Tipo di tesi
Tesi di laurea magistrale
Titolo
Feature Reduction and Outlier Detection for Unbalanced Learning
Corso di studi
DATA SCIENCE AND BUSINESS INFORMATICS
Parole chiave
- classification framework
- features projection
- features selection
- imbalanced data learning
- outlier detection
Data inizio appello
22/07/2022
Riassunto (Italiano)
In many analysis contexts, training efficient ML models can be complex because of unbalanced data. In cases such as fraud detection, oil spill, rare disease detection and many others, the available data for these uncommon events are limited. Many techniques commonly used in such situations try to rebalance instances belonging to the various classes through removal of majority instances and generation of synthetic or cloned minority ones. Such approaches, however, often achieve unsatisfactory results.
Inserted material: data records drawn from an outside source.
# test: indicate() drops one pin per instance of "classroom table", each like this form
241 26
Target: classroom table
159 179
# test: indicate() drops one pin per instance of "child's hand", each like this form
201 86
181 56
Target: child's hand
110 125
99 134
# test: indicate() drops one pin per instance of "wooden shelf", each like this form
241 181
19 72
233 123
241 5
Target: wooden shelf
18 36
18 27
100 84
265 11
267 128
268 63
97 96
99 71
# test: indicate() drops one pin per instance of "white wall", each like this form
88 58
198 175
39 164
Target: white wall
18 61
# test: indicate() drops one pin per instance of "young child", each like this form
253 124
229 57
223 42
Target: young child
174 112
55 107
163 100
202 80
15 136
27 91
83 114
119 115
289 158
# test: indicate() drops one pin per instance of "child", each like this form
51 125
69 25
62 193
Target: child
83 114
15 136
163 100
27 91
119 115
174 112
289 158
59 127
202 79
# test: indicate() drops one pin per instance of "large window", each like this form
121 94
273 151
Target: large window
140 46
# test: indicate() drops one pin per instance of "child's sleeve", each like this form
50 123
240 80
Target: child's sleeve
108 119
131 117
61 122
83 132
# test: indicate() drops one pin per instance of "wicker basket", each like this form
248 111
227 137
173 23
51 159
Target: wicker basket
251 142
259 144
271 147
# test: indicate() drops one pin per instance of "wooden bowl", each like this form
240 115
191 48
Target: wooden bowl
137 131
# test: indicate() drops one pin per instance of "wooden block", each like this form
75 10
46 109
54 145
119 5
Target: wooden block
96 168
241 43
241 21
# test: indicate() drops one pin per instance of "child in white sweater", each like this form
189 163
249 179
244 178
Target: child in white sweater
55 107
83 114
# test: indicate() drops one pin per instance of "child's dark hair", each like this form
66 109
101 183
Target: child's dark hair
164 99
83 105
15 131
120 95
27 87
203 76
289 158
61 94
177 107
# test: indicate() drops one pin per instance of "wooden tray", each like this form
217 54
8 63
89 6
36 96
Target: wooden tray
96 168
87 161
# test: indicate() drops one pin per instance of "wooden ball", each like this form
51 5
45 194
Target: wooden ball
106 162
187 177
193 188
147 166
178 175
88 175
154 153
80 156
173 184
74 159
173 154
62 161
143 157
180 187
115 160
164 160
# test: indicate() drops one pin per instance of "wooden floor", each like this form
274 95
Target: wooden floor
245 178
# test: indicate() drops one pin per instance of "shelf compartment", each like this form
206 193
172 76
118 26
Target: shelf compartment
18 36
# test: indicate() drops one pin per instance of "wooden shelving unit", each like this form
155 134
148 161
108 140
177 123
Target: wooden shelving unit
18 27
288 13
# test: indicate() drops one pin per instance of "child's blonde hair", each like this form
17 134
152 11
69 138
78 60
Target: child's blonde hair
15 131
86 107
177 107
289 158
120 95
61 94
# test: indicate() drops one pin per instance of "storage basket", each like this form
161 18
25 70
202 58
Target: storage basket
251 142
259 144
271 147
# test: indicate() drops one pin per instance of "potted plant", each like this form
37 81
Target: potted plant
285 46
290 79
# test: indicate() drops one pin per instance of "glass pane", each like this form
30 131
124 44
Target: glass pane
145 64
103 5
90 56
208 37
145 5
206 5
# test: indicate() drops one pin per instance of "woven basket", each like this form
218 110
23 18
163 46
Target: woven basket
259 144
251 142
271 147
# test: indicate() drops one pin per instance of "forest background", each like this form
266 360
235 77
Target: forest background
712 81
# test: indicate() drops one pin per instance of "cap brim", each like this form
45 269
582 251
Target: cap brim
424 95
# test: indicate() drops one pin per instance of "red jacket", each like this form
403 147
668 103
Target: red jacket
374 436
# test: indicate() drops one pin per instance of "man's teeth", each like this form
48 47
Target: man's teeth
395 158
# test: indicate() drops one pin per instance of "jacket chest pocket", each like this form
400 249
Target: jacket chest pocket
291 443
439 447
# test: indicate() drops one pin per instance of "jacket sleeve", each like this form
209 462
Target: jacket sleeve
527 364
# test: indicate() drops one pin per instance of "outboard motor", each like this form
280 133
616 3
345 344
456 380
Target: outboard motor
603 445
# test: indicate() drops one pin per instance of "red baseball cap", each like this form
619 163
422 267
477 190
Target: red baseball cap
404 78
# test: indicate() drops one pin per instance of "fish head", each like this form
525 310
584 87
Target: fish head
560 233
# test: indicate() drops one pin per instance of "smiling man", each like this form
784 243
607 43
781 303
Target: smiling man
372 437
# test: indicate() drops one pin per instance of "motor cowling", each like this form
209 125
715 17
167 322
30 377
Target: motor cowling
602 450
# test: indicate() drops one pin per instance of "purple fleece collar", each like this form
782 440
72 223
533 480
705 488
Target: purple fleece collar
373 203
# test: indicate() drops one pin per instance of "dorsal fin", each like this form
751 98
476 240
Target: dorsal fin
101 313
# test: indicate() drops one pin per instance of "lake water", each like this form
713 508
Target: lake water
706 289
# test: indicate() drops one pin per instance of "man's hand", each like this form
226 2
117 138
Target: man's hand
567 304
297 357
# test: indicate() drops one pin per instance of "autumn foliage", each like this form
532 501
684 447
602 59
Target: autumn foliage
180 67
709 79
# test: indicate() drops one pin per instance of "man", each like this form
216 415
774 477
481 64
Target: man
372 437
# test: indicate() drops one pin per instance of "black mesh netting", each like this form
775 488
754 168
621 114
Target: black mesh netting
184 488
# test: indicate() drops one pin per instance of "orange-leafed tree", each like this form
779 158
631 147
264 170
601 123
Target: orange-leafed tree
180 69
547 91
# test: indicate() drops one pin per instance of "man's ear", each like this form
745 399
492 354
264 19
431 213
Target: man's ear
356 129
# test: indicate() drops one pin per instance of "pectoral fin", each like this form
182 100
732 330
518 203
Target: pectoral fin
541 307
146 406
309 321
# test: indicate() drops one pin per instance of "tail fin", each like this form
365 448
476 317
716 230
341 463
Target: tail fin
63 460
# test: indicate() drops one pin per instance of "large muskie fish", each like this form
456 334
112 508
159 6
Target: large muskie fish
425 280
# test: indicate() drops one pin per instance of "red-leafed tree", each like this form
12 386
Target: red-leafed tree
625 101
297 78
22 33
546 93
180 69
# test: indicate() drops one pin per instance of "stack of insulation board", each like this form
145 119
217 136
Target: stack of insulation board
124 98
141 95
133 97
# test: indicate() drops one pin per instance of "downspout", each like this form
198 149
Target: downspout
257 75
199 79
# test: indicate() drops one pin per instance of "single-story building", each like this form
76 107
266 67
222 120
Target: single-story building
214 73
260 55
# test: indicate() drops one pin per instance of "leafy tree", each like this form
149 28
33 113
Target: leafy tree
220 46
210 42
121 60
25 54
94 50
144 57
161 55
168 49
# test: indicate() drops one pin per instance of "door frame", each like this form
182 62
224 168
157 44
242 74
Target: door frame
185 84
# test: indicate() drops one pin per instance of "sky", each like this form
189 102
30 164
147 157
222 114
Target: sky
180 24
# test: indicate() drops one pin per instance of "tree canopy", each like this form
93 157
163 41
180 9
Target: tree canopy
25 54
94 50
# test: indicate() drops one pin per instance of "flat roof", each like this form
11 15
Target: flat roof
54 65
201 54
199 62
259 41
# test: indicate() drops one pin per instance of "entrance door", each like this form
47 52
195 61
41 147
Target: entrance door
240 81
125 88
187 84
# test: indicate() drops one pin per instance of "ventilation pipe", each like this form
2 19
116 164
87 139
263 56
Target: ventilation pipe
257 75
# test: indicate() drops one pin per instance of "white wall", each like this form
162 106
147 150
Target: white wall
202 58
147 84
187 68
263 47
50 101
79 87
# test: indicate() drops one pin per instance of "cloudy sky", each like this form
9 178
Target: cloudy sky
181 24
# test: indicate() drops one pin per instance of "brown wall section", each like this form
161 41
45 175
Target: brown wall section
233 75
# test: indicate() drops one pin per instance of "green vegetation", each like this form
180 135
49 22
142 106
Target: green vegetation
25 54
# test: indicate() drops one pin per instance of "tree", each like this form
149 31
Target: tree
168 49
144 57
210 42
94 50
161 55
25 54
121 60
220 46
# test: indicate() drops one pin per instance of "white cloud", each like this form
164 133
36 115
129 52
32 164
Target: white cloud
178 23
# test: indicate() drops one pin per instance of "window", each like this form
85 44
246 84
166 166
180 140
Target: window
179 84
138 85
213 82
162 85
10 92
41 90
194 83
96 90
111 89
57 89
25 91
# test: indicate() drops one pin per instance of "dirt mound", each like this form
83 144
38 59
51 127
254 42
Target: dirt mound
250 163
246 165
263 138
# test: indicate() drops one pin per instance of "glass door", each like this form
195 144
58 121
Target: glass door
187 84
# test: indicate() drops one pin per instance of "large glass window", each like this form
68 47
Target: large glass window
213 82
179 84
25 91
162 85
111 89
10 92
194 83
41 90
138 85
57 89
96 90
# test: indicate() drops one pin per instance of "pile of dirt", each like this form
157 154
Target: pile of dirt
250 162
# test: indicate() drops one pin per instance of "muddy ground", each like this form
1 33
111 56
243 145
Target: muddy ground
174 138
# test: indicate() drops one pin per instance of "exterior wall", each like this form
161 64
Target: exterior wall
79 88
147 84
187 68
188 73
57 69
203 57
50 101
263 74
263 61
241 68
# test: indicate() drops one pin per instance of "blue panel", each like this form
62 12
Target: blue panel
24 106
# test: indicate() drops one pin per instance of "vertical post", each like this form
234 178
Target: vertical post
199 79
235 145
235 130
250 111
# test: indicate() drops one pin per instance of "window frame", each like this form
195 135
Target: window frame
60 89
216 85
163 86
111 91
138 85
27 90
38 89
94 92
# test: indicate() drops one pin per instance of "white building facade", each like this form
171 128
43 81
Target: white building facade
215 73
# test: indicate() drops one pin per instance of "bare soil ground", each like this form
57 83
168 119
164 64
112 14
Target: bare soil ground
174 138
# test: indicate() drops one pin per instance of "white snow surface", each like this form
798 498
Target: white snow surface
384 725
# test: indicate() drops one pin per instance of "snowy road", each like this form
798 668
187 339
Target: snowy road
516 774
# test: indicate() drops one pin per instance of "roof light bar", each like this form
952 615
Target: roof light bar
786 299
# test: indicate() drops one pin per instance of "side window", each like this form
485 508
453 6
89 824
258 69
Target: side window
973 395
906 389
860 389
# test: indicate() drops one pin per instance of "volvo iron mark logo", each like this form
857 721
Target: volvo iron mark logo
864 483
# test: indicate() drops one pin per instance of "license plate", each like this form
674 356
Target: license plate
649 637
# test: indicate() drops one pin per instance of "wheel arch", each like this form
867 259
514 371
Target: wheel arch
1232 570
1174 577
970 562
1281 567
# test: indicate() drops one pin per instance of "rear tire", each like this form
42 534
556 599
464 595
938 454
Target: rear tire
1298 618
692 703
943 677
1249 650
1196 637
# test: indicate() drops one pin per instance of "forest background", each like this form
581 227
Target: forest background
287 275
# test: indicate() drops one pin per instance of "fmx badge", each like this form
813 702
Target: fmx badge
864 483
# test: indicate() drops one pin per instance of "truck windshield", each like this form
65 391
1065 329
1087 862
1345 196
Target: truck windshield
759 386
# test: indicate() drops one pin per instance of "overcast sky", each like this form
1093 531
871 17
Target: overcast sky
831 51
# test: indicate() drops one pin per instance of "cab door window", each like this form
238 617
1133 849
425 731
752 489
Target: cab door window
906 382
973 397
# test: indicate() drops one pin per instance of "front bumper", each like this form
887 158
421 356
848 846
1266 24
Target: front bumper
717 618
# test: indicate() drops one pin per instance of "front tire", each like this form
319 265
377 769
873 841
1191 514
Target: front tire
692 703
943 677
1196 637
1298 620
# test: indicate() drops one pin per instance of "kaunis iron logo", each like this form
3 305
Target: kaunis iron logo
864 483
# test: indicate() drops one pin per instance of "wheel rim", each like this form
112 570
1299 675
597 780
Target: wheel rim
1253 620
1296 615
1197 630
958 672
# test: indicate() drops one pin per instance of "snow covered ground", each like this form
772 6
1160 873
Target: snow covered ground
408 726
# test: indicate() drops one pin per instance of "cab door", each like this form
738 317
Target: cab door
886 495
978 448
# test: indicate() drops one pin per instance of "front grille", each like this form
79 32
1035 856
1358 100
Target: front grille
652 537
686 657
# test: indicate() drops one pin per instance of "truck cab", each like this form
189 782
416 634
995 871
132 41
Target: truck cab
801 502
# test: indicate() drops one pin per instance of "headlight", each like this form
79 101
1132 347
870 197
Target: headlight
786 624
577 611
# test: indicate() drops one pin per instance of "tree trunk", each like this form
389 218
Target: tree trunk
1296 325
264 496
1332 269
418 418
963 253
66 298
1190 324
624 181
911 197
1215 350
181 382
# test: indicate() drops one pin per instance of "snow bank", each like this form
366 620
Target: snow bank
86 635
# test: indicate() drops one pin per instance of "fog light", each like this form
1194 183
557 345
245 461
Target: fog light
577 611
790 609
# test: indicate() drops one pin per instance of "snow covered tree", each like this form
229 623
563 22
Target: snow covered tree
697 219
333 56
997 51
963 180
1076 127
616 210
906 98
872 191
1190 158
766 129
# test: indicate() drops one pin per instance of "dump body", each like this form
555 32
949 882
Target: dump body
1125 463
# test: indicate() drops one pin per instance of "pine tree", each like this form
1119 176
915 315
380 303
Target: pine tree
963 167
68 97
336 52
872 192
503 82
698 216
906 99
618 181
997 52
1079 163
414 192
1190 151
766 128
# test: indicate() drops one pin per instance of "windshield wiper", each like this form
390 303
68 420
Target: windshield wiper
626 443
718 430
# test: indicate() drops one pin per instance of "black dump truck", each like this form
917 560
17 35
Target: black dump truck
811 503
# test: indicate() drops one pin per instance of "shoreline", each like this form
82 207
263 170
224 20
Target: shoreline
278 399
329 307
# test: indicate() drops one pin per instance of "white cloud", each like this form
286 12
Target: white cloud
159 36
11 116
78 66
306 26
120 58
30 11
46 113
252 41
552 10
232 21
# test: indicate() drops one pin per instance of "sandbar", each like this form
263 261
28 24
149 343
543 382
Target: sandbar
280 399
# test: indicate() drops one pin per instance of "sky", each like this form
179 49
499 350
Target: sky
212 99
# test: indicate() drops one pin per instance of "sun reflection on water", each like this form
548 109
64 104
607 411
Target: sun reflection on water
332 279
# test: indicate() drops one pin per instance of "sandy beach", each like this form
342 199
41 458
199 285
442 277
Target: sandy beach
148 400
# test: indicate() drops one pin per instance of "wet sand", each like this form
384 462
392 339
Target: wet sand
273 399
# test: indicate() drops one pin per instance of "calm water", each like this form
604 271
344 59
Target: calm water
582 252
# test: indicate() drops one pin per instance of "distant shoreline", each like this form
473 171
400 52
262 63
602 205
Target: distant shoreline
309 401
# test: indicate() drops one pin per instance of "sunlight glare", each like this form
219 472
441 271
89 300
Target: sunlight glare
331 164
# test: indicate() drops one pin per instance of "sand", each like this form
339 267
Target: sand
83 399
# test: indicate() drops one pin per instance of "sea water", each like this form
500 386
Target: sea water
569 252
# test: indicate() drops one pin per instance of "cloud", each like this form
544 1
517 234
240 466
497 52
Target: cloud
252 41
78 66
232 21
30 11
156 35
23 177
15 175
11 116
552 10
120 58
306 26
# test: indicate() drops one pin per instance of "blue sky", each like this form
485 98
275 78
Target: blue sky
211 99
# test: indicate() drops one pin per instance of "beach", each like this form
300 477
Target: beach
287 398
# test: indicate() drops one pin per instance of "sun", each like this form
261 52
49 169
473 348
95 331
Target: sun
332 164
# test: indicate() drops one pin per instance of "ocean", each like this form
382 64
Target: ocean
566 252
In this dissertation, FROID framework is presented, which aims to solve the problem of unbalanced learning through a change of perspective: instead of rebalancing the available data, a feature extraction process is carried out through Outlier Detection and Feature Reduction techniques, to better argue the available instances and allow more accurate hypothesis generation by the models. The effectiveness of FROID is demonstrated through a series of experiments conducted on a large set of benchmark datasets and also on two real case studies.